In a previous post I shared how I made these wood and PVC tops. I got these perfectly circular hunks of wood from RAFT and made model tops for students to use for explanations. They could also hold blinkie lights or accelerometers on them. For our first lecture on rotation I added a radial line in painter's tape and two blinkie lights, one top had them on the bottom for facing students and the other on top for being viewed from above.

One of the problems students have that week involved a piece of buttered toast falling off a table and rotating. I noticed that when I tried to do the problem the first time I was trying to visualize it by rotating my hands the same way and thought, "This would be so much easier with a piece of bread." So I made an enlarged piece of bread, like a pillow, to model this problem with my students. They get a good laugh out of it but more importantly a lot of them that didn't understand before seem to understand.

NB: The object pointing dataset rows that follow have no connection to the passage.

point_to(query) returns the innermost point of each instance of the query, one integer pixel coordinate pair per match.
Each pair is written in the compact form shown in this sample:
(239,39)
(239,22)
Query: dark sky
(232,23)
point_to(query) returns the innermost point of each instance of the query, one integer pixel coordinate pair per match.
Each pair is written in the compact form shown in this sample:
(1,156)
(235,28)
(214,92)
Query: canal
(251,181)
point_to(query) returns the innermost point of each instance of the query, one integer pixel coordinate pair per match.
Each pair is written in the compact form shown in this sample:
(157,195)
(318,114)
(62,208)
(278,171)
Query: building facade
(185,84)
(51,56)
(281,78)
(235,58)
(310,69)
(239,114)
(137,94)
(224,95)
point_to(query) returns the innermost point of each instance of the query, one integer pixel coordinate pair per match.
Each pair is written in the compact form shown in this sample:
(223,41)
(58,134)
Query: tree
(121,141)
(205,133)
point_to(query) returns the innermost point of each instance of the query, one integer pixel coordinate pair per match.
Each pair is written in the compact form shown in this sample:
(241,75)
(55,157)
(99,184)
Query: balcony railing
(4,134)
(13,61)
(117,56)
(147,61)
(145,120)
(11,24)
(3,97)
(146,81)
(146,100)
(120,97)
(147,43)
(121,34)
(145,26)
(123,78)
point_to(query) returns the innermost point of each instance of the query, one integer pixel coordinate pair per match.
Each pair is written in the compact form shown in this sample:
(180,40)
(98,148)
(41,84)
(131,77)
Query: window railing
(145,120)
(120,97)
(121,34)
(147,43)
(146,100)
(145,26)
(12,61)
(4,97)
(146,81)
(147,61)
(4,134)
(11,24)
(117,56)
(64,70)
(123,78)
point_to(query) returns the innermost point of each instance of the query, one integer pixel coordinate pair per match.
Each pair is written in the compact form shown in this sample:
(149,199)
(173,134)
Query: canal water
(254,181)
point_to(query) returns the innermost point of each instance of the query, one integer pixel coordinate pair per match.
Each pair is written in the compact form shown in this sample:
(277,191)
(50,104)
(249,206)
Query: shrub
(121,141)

Last year I wrote "make giant egg to show non-level translation" on my ever growing "To Do" list. Now the year has come full circle (*ba dum ching*) so I figured I should make it. We recently redid a bathroom and I had a large white oval of 3/4" plywood laying around. I used out bandsaw to cut it roughly into an egg shape and drilled a hole through the center of it. I had another large circle from RAFT that I sanded down and put a hole through its center too. I inserted a dowel into each so that I can hold it from the back and roll it across my front table. For the circle the wheel as it rolls (rotates and translates) the center of the circle remains the same height off the table. When the egg shape rolls the center of the egg raises and lowers relative to the table. If I was able to shove the objects like a wheel and seem them roll by themselves for a while you would see the egg roll at different speeds depending on what portion was in contact with the floor. The whole point of this one is  to illustrate our simplification of problems by using spheres or cylinders or disks that have circular cross sections.

I made this inertia demonstrator last year, it kind of looks like a tape dispenser. Students can pass it around and try to rotate it around the three different axis so they can feel the difference in inertia. I use it to describe how we determine inertia for an object and then also to demonstrate the Parallel Axis Theorem.

I saw a gif on Twitter last year showing a Hoberman Sphere used as a conservation angular momentum demonstration. I bought the sphere too late to try it last year but was excited to hook it up this year. There are holes within the plastic joint pieces that you can thread string or in my case fishing line through. You begin with the sphere fully expanded and spinning slowly. As you pull on the string to force it to contract the angular speed increases. I had a colleague help me get this video:

Between all of those and some fifty some odd objects being rolled down boards for our Rotational Derby Lab, it was a very crowded classroom!